Migrate Clearcase To Svn

During my job at some company, I got a very project, boss decide to stop using their more than 20 years version control system, IBM clearcase to cost down (will stop clearcase service at deadline!), and they want to preserve their development history as much as possible. since I have experience of using cvs/svn/git, I’m glade to take this challenge. Finally I successfully convert this super-big clearcase history to svn repo, with all file development history preserved. It’s very interesting experience, I hope to share them here (It’s already more than 5 years job before, I think this won’t hurt anybody)

What is version control system, why developer need this.

in this section I will give a quick view for VCS(short for Version-Control-System), if you already know what VCS is , you can just skip this section

During software development (even the simplest ones), developers may face ‘What did I changed? Why it became incorrect now?’ problem (of course not you), at that time they may want ‘time machine’ to take them back to 2 days ago. and VCS is such this time machine. you can see it as a infinite undo-redo history, it manage a folder which contains all dir/files needed to be remembered, (which called a repository). And remember everything changed during your development even after editor closing. Of course it isn’t so intelligent, you have to use its client tool at some time (usually when you finish some meaningful work) to tell it ‘please remember state right now’. And VCS will record a ‘version’. (this procedure usually called ‘commit’) when you want to go back to early state, just tell VCS a version to view, and you will have a history snapshot.
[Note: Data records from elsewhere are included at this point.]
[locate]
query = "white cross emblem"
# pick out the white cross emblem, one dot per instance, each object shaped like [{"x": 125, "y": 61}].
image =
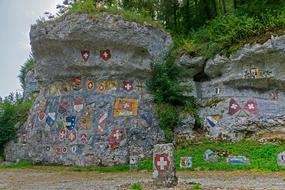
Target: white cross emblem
[
  {"x": 105, "y": 54},
  {"x": 250, "y": 106},
  {"x": 85, "y": 55},
  {"x": 128, "y": 87},
  {"x": 162, "y": 163},
  {"x": 117, "y": 135},
  {"x": 234, "y": 106},
  {"x": 90, "y": 85},
  {"x": 127, "y": 106}
]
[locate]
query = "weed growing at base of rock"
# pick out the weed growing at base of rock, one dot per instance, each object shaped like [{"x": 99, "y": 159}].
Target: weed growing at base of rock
[
  {"x": 136, "y": 186},
  {"x": 14, "y": 111},
  {"x": 28, "y": 65},
  {"x": 196, "y": 186},
  {"x": 165, "y": 84}
]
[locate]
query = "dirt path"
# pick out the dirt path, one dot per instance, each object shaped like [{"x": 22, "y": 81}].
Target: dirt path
[{"x": 32, "y": 179}]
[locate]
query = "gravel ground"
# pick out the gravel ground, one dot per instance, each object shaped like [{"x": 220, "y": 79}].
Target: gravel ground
[{"x": 37, "y": 179}]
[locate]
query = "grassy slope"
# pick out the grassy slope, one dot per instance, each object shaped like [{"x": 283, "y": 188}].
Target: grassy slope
[
  {"x": 226, "y": 34},
  {"x": 262, "y": 158}
]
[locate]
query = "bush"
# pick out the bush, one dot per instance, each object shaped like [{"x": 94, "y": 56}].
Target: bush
[
  {"x": 13, "y": 110},
  {"x": 28, "y": 66},
  {"x": 169, "y": 95}
]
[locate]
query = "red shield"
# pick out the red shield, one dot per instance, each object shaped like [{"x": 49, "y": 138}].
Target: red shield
[
  {"x": 251, "y": 106},
  {"x": 234, "y": 107},
  {"x": 72, "y": 136},
  {"x": 105, "y": 54},
  {"x": 116, "y": 137},
  {"x": 83, "y": 137},
  {"x": 42, "y": 115},
  {"x": 90, "y": 84},
  {"x": 128, "y": 86},
  {"x": 85, "y": 54},
  {"x": 161, "y": 162},
  {"x": 62, "y": 134}
]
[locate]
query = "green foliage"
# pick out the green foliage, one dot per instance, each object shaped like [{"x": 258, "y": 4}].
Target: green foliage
[
  {"x": 169, "y": 95},
  {"x": 227, "y": 33},
  {"x": 262, "y": 156},
  {"x": 168, "y": 119},
  {"x": 101, "y": 169},
  {"x": 13, "y": 110},
  {"x": 28, "y": 65},
  {"x": 136, "y": 186},
  {"x": 88, "y": 7},
  {"x": 196, "y": 187}
]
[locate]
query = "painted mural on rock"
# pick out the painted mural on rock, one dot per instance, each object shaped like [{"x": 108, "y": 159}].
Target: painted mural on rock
[
  {"x": 93, "y": 107},
  {"x": 245, "y": 94},
  {"x": 78, "y": 125}
]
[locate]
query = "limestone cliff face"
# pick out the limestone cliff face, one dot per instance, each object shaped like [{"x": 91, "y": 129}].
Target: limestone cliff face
[
  {"x": 93, "y": 107},
  {"x": 31, "y": 87},
  {"x": 242, "y": 94}
]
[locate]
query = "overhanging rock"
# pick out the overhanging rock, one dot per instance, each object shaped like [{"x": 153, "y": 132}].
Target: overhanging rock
[
  {"x": 243, "y": 94},
  {"x": 93, "y": 107}
]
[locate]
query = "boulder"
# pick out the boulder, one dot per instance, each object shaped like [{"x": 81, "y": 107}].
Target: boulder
[
  {"x": 164, "y": 166},
  {"x": 245, "y": 91}
]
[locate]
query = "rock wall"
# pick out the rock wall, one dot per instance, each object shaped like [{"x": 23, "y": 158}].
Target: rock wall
[
  {"x": 243, "y": 94},
  {"x": 93, "y": 107},
  {"x": 31, "y": 87}
]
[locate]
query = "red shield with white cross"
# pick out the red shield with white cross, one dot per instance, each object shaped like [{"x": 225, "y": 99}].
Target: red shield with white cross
[
  {"x": 116, "y": 137},
  {"x": 251, "y": 106},
  {"x": 85, "y": 54},
  {"x": 62, "y": 134},
  {"x": 128, "y": 86},
  {"x": 105, "y": 54},
  {"x": 161, "y": 162},
  {"x": 90, "y": 85},
  {"x": 83, "y": 137}
]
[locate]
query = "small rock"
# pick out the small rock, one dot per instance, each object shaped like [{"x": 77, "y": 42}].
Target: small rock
[
  {"x": 164, "y": 169},
  {"x": 186, "y": 162},
  {"x": 235, "y": 160}
]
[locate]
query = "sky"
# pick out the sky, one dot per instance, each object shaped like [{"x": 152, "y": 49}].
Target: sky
[{"x": 16, "y": 18}]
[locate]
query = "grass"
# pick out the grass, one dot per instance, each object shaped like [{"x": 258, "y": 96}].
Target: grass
[
  {"x": 100, "y": 169},
  {"x": 262, "y": 158},
  {"x": 90, "y": 9},
  {"x": 196, "y": 187},
  {"x": 136, "y": 186},
  {"x": 20, "y": 165},
  {"x": 226, "y": 34}
]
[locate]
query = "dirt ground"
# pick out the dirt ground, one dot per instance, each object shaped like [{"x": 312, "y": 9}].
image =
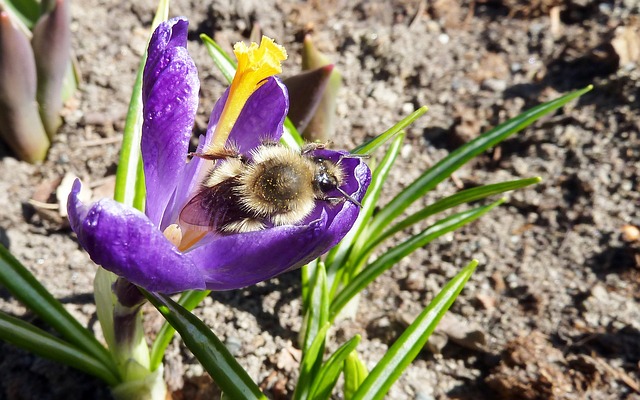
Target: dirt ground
[{"x": 552, "y": 311}]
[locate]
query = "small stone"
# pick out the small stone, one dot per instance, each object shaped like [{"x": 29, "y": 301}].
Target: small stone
[
  {"x": 495, "y": 85},
  {"x": 630, "y": 233},
  {"x": 234, "y": 345}
]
VCS also allow none-linear history, means history timeline may divided at some time point, and individual timeline evolute independently, history form a ‘tree’, Usually this function is called a ‘branch’, just like a branch of the tree. For example you may working on a new feathers branch with lots of unstable changes, but another production branch only keep the most stable changes.

another important usage of VCS is for cooperate development , 30 developers who’re working on one software need a easy way to share works to each other, if two people are modifying same file, their work will conflict, this also requires VCS to help management. usually it will tell developers changed contents by others, and force developers to resolve the conflict. some VCS also support user authorization and permission control, to control who can access what, to ease management.

of course VCS is not a hard requirements, I also heard some company just put source code on a shared folder, let developers modify them as they wish, and you can imagine that if someone delete source code by accident, everyone is doomed.

early VCS records individual history for individual file, you may think file as different timelines, file A version 2 has nothing to do with file B version 1. since different file’s history evolute independently, such VCS usually provide a ‘snapshot all’ function, which fixed all files version as a single ‘tag’. for example different team complete modifying different set of files, a overall tag will have a fixed version of all files (CVS and IBM clearcase)

some VCS choose time-based solution, they record version for whole repository, for example svn will increase whole repository version for every changeset, ordered by time every changeset is made. I use changeset here because changeset not limit to one file modification, multi related changes can be treat as a atomic changeset, when repository version increase, it will including all changes of one changeset. svn (dir) history behavior like a single timeline, when two user modify completely different set of files and submit simutinously , svn will force second submit version based on first submit version, even when second user don’t see first one’s work before he submit. for the good part, when users modify different files, they never need to manual operate (because no file conflict will happen), they just throw their work to svn just like their changeset happen one after another. but for the bad part, earlier submit changeset will be ‘magically inserted’ before later submit changeset, just like the later one is based on earlier ones but this is actually not the case! say later commit change file A , which depends on file B, but another user which changed file B to a incompatible state and submit earlier, the later commit user won’t know file B already changed until he submit (because such changeset submit may just 1 second before later one) now repository contains a incompatible A and B, without user notice.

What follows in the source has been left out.